General Principles of Planning and Target Delineation

  • A thorough workup is mandatory before diagnosing an unknown primary. Minimum evaluation must include:
    • Complete physical exam including cranial nerve testing.
    • Fiberoptic examination visualizing nasopharynx, oropharynx, larynx, and hypopharynx.
    • Cross‑sectional imaging with at least a high‑resolution contrast‑enhanced CT scan.
    • Detailed skin and scalp examination.
  • Careful patient history is essential to determine risk factors and to evaluate potential infraclavicular primary sources (thoracic, gynecologic, gastrointestinal).
  • PET/CT may detect additional primaries not found by other methods; performing PET/CT before biopsy reduces false‑positive findings.
  • Panendoscopy may be useful for identifying subtle or occult mucosal disease.
  • HPV and EBV testing should be performed to help identify possible primary sites:
    • HPV‑associated nodes are classified as T0 oropharynx.
    • EBV‑associated nodes are classified as T0 nasopharynx (AJCC 8th edition).
  • Directed biopsies of all suspicious lesions in the pharyngeal axis are mandatory. Blind biopsies of normal‑appearing mucosa are occasionally helpful but not routinely recommended.
  • Transoral tongue base mucosectomy (lingual tonsillectomy) and at least ipsilateral palatine tonsillectomy can detect ~80% of unknown primaries, especially HPV‑related cases. Some centers perform bilateral palatine tonsillectomies and may omit lingual tonsillectomy.
  • Patients with a single ipsilateral lymph node ≤3 cm without extranodal extension may be eligible for single‑modality therapy (surgery or RT).
  • Contrast‑enhanced CT simulation is required to guide nodal delineation.
  • For extended‑field IMRT, a thermoplastic mask immobilizing the head, neck, and shoulders is preferred over head‑and‑neck‑only immobilization.
  • Treatment generally includes bilateral neck and pharyngeal mucosa at risk for harboring the primary.
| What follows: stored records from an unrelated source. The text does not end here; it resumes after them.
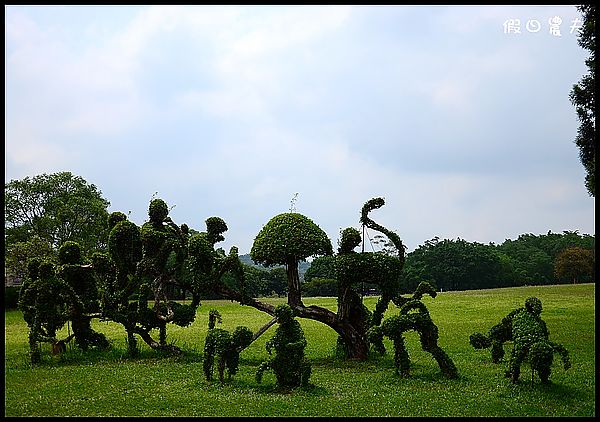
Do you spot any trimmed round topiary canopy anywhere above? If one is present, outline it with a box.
[250,213,333,266]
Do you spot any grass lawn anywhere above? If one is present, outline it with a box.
[4,284,596,417]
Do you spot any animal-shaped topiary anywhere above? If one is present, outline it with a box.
[256,304,312,391]
[203,309,253,382]
[368,282,458,379]
[506,297,571,384]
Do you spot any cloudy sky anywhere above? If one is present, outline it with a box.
[4,6,595,253]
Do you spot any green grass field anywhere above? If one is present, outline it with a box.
[4,284,596,417]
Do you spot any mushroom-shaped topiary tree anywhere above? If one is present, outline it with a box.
[250,212,333,308]
[213,198,405,359]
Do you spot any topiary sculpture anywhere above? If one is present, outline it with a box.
[469,297,571,383]
[256,304,312,391]
[368,282,458,379]
[58,241,110,350]
[19,258,71,363]
[203,309,253,383]
[506,297,571,384]
[469,308,525,363]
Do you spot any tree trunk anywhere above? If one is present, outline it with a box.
[216,284,369,360]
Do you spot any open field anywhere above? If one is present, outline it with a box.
[4,284,596,417]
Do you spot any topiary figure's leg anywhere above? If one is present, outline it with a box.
[550,342,571,371]
[219,353,227,384]
[393,335,410,377]
[491,340,504,363]
[255,361,272,384]
[506,342,528,384]
[202,340,215,381]
[127,330,140,358]
[300,363,312,387]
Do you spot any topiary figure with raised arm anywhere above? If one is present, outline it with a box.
[256,304,312,391]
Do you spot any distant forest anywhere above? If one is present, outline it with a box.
[240,231,595,297]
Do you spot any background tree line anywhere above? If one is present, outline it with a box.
[304,231,595,296]
[4,172,595,306]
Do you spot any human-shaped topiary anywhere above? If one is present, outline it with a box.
[368,282,458,378]
[203,309,252,383]
[506,297,571,384]
[469,308,525,363]
[58,241,110,350]
[256,304,312,391]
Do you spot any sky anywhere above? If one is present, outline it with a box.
[4,5,595,254]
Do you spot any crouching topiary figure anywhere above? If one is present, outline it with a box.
[469,308,525,363]
[469,297,571,384]
[203,309,252,382]
[368,282,458,379]
[256,304,311,390]
[506,297,571,384]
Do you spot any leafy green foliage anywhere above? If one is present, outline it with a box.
[4,235,57,279]
[250,213,333,266]
[19,258,72,363]
[401,231,595,293]
[469,296,571,384]
[4,172,110,254]
[202,309,253,383]
[569,4,596,197]
[554,247,594,283]
[368,282,458,378]
[256,304,312,390]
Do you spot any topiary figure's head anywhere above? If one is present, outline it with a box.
[58,240,81,265]
[38,261,55,280]
[108,220,142,271]
[525,297,542,316]
[250,213,333,266]
[148,198,169,223]
[275,303,294,325]
[107,211,127,231]
[338,227,362,253]
[206,217,227,245]
[27,257,42,280]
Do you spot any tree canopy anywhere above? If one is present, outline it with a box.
[569,4,596,197]
[4,172,110,254]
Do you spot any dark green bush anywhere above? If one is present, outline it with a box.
[256,304,311,390]
[4,286,20,309]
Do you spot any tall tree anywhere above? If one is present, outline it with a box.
[4,172,110,255]
[569,4,596,197]
[554,247,594,283]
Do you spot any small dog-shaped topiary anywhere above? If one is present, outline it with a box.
[203,309,253,383]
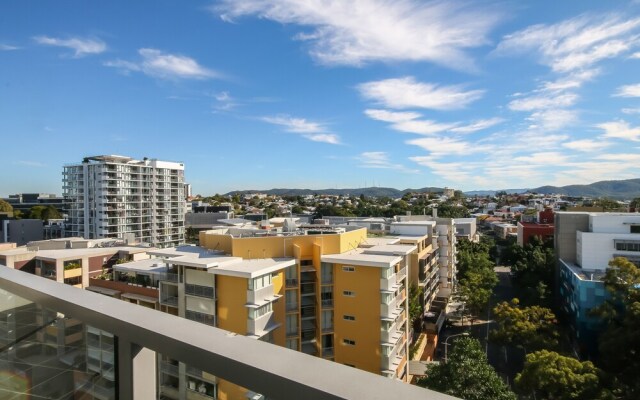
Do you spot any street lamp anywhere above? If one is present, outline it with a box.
[444,332,469,362]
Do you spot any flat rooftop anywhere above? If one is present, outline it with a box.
[362,244,416,256]
[321,251,402,268]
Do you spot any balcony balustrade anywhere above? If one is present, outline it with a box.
[0,267,453,400]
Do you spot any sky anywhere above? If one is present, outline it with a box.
[0,0,640,196]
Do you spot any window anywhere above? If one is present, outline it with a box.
[322,310,333,332]
[321,263,333,284]
[287,314,298,336]
[287,339,298,350]
[249,303,273,319]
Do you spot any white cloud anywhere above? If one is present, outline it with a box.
[0,43,20,51]
[104,49,220,79]
[406,137,484,157]
[260,115,340,144]
[495,14,640,72]
[528,108,578,130]
[357,151,419,173]
[15,160,46,168]
[509,93,578,111]
[596,120,640,141]
[451,117,504,133]
[213,0,501,69]
[562,139,611,152]
[614,83,640,97]
[391,119,458,135]
[364,109,422,122]
[541,68,600,92]
[513,151,567,165]
[33,36,107,58]
[358,76,484,110]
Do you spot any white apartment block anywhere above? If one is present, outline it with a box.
[62,155,185,247]
[576,213,640,272]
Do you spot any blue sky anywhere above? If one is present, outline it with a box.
[0,0,640,195]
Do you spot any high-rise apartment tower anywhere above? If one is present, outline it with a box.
[62,155,185,247]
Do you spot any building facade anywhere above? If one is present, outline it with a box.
[63,156,185,247]
[555,212,640,355]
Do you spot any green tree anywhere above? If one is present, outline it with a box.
[489,299,560,352]
[458,269,498,318]
[409,283,424,330]
[418,338,516,400]
[0,199,13,212]
[593,257,640,399]
[515,350,613,400]
[502,236,556,306]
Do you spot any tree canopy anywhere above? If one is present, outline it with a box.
[593,257,640,399]
[503,236,556,305]
[418,338,516,400]
[457,239,498,315]
[515,350,613,400]
[489,299,560,352]
[0,199,13,212]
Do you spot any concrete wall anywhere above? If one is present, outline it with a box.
[576,231,640,271]
[589,213,640,233]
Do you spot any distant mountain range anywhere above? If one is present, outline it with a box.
[227,179,640,200]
Unilateral treatment has higher neck relapse and distant metastasis risk compared to comprehensive treatment.
  • Traditionally, the entire pharynx was irradiated. IMRT now allows targeted mucosal coverage, sparing normal tissues and reducing toxicity.
  • The extent of pharyngeal mucosa to treat must be individualized:
    • HPV‑positive patients may require oropharynx alone.
    • EBV‑positive patients (especially Asian ethnicity) may require only nasopharyngeal coverage.
    • When uncertain, treat the entire pharynx.
  • Patients who have undergone complete TORS evaluation may be spared pharyngeal axis irradiation, though more prospective validation is required.
  • Nodal irradiation:
    • Ipsilateral neck: Levels Ib–V + retropharyngeal nodes.
    • Contralateral neck: Levels II–IV + retropharyngeal nodes (prophylactic dose).
  • Concurrent chemotherapy:
    • Postoperative: indicated when extranodal extension (ECE) is present.
    • Definitive: recommended for advanced nodal disease.

Suggested Target Volumes

Target VolumeDefinition and Description
GTV70n0
  • All lymph nodes ≥1 cm short axis, FDG‑avid, or positive on biopsy.
  • Contour any lymph node in doubt as GTV.
  • GTVn₀ = CTVn₀.
PTV70
  • GTVn₀ + 3–5 mm expansion depending on daily setup accuracy.
CTVnasopharynx
  • Extends from skull base to soft palate inferiorly.
  • Anterior: posterior choana → posterior pharyngeal wall.
  • Lateral: ensure adequate coverage of fossa of Rosenmüller.
CTVoropharynx
  • Superior: soft palate surface → vallecula (hyoid bone).
  • Anterior: base of tongue should be covered; oral tongue margin not required.
  • Lateral: tonsillar region.
  • Posterior: entire pharyngeal wall.
CTVlarynx+hypopharynx
  • Extends superior from hyoid → bottom of cricoid cartilage.
PTVmucosa
  • 3–5 mm expansion on mucosal surface CTVs depending on institutional accuracy.
  • Suggested dose: 54–60 Gy to mucosal surfaces at risk.
If postoperative: dissected neck should receive 60–66 Gy in 2 Gy fractions. Suggested dose to gross disease is 70 Gy in 33–35 fractions.